Moreover, an image segmentation algorithm was developed and trained by using a dataset of images of the circuit to learn how to label the lines delimiting it. About hardware, the actuators of the car (brushed DC motor and steering servo) were re-routed to be controlled by the on-board computer through a driver. A new electric and power system was designed and integrated to feed all components and both a wired E-stop and a wireless E-stop were implemented for safety purposes. The software framework adopted Robot Operating System for managing camera data acquisition and processing, decision making and actuators control.
The project aims to R&D algorithms based on Reinforcement Learning (RL) techniques to increase robots autonomy. Reinforcement learning differs from supervised learning in not needing labelled input/output pairs be presented. Instead the focus is on finding a balance between exploration (of uncharted territory) and exploitation (of current knowledge).
Because of this different paradigm of learning, the generalization capabilities potential of these algorithms is huge. Nevertheless, the modeling of the simulation environment and the train of these algorithms is quite a challenge and an active area of research. Currently the project is focused on the development of Deep RL Agent capable of performing obstacle avoidance in hardware in an unknown environment for the end of this year. Deep Reinforcement Learning agents will be then used to control autonomous bots at different levels, from basic obstacle avoidance up to autonomous movement and planning.
Micro Aerial Vehicles (MAVs) are miniature Unmanned Aerial Vehicles (UAVs) restricted in size and mass. MAVs have great advantages over larger and heavier vehicles: easy and fast transportation and deployment in the field, high maneuverability and flexibility in accessing and navigating environments such as caves, pipelines, and buildings, easy implementation of large swarms, low-risk of serious damage to objects and people, and expendability.
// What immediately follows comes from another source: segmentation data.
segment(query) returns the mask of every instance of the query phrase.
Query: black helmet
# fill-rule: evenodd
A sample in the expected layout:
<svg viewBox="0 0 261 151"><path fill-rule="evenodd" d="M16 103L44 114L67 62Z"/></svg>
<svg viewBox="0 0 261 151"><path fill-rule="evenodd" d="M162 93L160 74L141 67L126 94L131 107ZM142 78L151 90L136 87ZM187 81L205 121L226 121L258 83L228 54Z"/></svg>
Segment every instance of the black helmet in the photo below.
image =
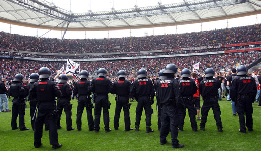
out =
<svg viewBox="0 0 261 151"><path fill-rule="evenodd" d="M104 77L106 77L106 74L107 72L106 72L106 70L103 68L100 68L98 69L98 76L103 76Z"/></svg>
<svg viewBox="0 0 261 151"><path fill-rule="evenodd" d="M177 66L173 64L168 64L165 69L165 73L176 73L177 70Z"/></svg>
<svg viewBox="0 0 261 151"><path fill-rule="evenodd" d="M147 71L143 68L140 69L138 71L138 78L145 78L147 76Z"/></svg>
<svg viewBox="0 0 261 151"><path fill-rule="evenodd" d="M247 74L247 71L246 70L246 67L245 66L240 65L238 66L237 69L237 75L246 75Z"/></svg>
<svg viewBox="0 0 261 151"><path fill-rule="evenodd" d="M118 78L126 77L126 72L124 70L120 70L118 72Z"/></svg>
<svg viewBox="0 0 261 151"><path fill-rule="evenodd" d="M88 72L88 71L84 70L81 71L81 72L80 72L79 75L79 77L80 78L88 79L88 77L89 77L89 73Z"/></svg>
<svg viewBox="0 0 261 151"><path fill-rule="evenodd" d="M189 69L187 68L184 68L181 71L181 76L182 78L189 78L190 77L190 71L189 71Z"/></svg>
<svg viewBox="0 0 261 151"><path fill-rule="evenodd" d="M212 77L215 75L215 71L211 68L208 68L205 70L205 77Z"/></svg>
<svg viewBox="0 0 261 151"><path fill-rule="evenodd" d="M68 77L66 74L61 74L59 76L59 81L58 81L58 83L64 83L67 82L68 80Z"/></svg>
<svg viewBox="0 0 261 151"><path fill-rule="evenodd" d="M158 78L159 79L163 79L166 77L166 76L163 75L163 73L164 71L165 71L165 69L161 69L160 71L159 71L159 72L158 73Z"/></svg>
<svg viewBox="0 0 261 151"><path fill-rule="evenodd" d="M22 81L23 79L23 78L24 78L24 76L23 75L18 73L15 76L14 80L13 80L13 81Z"/></svg>
<svg viewBox="0 0 261 151"><path fill-rule="evenodd" d="M29 77L30 78L30 81L29 81L29 82L37 82L38 81L39 75L37 73L33 73L31 74Z"/></svg>
<svg viewBox="0 0 261 151"><path fill-rule="evenodd" d="M39 79L48 78L51 75L51 71L48 68L43 67L39 69L38 74L39 74Z"/></svg>

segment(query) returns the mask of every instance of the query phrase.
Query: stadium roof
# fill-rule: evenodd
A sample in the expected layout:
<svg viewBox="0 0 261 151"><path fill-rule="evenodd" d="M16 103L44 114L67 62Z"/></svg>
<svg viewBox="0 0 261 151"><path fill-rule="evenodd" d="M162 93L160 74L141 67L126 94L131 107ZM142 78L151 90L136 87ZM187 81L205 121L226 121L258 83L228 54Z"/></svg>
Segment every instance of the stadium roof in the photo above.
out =
<svg viewBox="0 0 261 151"><path fill-rule="evenodd" d="M71 13L44 0L0 0L0 22L42 29L135 29L208 22L261 13L258 0L195 0Z"/></svg>

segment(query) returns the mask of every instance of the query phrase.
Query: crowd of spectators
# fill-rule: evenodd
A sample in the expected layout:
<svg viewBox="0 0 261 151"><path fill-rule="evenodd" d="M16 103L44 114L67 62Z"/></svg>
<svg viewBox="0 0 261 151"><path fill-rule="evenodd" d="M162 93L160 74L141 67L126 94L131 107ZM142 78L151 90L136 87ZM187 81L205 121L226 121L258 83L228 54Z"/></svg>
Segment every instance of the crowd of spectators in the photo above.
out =
<svg viewBox="0 0 261 151"><path fill-rule="evenodd" d="M63 40L1 32L0 48L17 51L76 54L168 50L260 41L260 28L259 25L254 25L182 34Z"/></svg>
<svg viewBox="0 0 261 151"><path fill-rule="evenodd" d="M174 63L180 69L184 68L193 69L193 66L200 62L199 73L203 73L208 68L213 68L216 72L227 71L229 69L238 65L248 66L259 58L259 52L223 54L221 55L195 56L182 57L168 57L143 59L132 59L112 61L81 62L81 70L86 70L90 75L95 76L97 70L105 68L108 71L108 76L116 77L120 69L125 70L129 76L136 77L138 70L144 68L148 75L156 76L158 72L169 63ZM47 67L51 70L52 76L55 76L56 71L63 65L66 67L66 62L31 61L22 59L1 59L0 64L0 77L13 78L16 74L22 73L28 77L34 72L37 72L41 67Z"/></svg>

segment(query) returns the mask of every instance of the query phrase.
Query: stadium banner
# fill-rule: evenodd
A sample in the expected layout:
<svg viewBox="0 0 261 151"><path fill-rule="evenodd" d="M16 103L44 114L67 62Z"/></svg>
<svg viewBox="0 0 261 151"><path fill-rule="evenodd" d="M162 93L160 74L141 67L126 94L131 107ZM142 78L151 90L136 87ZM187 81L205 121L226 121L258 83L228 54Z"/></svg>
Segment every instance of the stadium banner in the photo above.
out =
<svg viewBox="0 0 261 151"><path fill-rule="evenodd" d="M11 58L11 59L23 59L23 57L18 57L14 56L6 56L6 55L0 55L1 58Z"/></svg>
<svg viewBox="0 0 261 151"><path fill-rule="evenodd" d="M261 41L257 41L257 42L249 42L249 43L241 43L241 44L225 45L224 47L231 47L240 46L251 45L256 45L256 44L261 44Z"/></svg>
<svg viewBox="0 0 261 151"><path fill-rule="evenodd" d="M162 52L171 52L171 51L186 51L186 50L199 50L207 49L214 49L214 48L220 48L223 47L223 45L217 45L217 46L200 46L195 47L188 47L188 48L177 48L177 49L171 49L167 50L162 50Z"/></svg>
<svg viewBox="0 0 261 151"><path fill-rule="evenodd" d="M73 75L76 69L79 67L79 64L69 59L67 59L66 62L66 74L71 76Z"/></svg>
<svg viewBox="0 0 261 151"><path fill-rule="evenodd" d="M62 67L61 67L61 69L58 70L57 71L57 73L63 73L65 74L65 70L64 70L64 65L62 66Z"/></svg>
These features greatly take advantage of extended autonomy and flight duration. The research activity aims to develop a MAV capable of autonomously following an object tracked via deep learning algorithms.
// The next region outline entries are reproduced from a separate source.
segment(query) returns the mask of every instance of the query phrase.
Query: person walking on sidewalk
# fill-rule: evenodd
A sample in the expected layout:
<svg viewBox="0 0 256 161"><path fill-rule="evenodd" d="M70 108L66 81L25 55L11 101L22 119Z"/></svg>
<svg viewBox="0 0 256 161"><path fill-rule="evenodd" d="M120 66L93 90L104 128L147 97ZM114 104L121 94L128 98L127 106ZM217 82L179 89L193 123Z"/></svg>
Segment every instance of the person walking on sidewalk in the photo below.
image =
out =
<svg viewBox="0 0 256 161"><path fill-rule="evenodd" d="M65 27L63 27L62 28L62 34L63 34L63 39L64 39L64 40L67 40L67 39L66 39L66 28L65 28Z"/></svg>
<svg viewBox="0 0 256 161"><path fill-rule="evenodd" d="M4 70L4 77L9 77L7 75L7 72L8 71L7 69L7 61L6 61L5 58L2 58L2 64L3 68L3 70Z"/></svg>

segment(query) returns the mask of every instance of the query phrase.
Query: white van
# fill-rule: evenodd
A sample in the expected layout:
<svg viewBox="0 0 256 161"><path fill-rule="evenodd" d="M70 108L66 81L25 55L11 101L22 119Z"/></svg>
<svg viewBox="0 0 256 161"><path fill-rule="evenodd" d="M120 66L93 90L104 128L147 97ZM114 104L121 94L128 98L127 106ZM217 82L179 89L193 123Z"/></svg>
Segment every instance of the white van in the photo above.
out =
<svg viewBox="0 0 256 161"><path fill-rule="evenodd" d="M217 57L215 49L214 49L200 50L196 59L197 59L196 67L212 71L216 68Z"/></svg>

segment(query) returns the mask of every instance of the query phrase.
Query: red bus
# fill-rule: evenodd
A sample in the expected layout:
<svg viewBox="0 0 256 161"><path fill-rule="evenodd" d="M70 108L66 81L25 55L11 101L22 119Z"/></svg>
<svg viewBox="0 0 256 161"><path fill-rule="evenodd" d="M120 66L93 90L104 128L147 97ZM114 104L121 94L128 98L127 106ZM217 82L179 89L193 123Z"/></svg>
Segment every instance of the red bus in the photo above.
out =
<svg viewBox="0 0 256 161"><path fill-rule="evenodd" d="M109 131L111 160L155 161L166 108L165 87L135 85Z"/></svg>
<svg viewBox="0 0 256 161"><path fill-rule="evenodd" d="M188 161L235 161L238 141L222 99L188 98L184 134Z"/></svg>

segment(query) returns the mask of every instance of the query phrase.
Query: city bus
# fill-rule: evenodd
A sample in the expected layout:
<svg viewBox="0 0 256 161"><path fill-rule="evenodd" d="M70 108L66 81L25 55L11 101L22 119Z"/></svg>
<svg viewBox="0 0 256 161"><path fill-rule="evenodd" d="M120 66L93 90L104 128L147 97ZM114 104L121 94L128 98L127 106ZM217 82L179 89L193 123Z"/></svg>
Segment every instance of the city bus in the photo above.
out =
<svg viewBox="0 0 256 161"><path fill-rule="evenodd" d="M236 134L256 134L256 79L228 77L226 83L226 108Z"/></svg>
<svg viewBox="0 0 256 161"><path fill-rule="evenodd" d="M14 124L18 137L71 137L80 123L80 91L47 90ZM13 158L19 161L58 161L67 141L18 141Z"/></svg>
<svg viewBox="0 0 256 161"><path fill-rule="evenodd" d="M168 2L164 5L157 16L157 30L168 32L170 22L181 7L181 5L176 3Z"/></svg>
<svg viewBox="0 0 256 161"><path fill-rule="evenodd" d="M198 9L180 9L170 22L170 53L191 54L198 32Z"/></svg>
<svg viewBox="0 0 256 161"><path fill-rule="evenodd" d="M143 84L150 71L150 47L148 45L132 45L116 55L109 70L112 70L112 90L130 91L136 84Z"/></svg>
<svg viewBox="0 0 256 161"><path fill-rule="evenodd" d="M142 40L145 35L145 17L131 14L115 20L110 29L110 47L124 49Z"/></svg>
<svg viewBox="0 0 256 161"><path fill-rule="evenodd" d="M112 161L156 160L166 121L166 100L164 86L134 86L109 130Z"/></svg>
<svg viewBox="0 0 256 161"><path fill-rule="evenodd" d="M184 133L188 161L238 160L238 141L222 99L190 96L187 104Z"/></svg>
The goal is to develop and implement full on-board autonomous control, including sensor’s data acquisition and processing, decision making and flight control. Specifically, the research activity focuses on the investigation of enabling technologies, including miniaturized high performance cameras optimized for running deep learning and computer vision algorithms, small-size, low-mass avionics, high specific power supply, telecom and actuators.
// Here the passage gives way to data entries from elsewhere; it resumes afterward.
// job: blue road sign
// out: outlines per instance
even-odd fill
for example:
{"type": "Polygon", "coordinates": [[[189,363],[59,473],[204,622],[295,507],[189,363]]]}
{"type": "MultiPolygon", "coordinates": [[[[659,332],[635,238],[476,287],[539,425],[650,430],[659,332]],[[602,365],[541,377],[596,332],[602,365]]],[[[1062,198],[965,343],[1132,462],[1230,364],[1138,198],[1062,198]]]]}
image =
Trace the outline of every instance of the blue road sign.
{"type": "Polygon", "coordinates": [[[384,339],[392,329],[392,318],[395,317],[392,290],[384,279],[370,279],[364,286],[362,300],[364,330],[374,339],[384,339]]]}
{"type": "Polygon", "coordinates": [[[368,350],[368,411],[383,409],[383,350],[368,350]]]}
The Visual Trajectory Planning project aims to develop knowledge in the field of visual-planning. The project leverages Image Analysis with non-conventional Computer Vision Object detection and spatial recognition. The first standalone feature the squad is implementing regards the recognition of the gates and the computation of a suitable trajectory for the drone to pass through it. To do so, the task is split in two: first the identification of the gate, using a neural network specifically trained to recognize it and return the distance from this latter, and second the identification of the trajectory, using a second neural network able to return the best path to drive the drone through the gate itself. This feature is of primary importance in both internal and external scenarios and directly related to the capability of the drone to safely move in an environment. The first implementation in hardware will use a DJI Tello.
The idea of the LTS (Long Term SLAM) is to try any interesting approach that can be found or thought of in order to solve the SLAM problem, or improving an already-existing solutio. Therefore, it covers many different issues, directly or indirectly related to the SLAM problem, both in the hardware and software fields.
By studying and testing different set-ups, it is possible to try every thinkable solution, by creating inside the team a solid database of information about SLAM, that collects all the gathered experience. The aim is to obtain different strategies to perform efficient localization and mapping tasks. Therefore, the idea is to have a special focus on the sensor suite choice, sensor fusion algorithm, testing of advanced and still developing strategies, like the application of Deep Learning techniques, to enforce SLAM algorithms’ efficiency. All the solutions are finally tested and implemented in hardware to evaluate and compare results.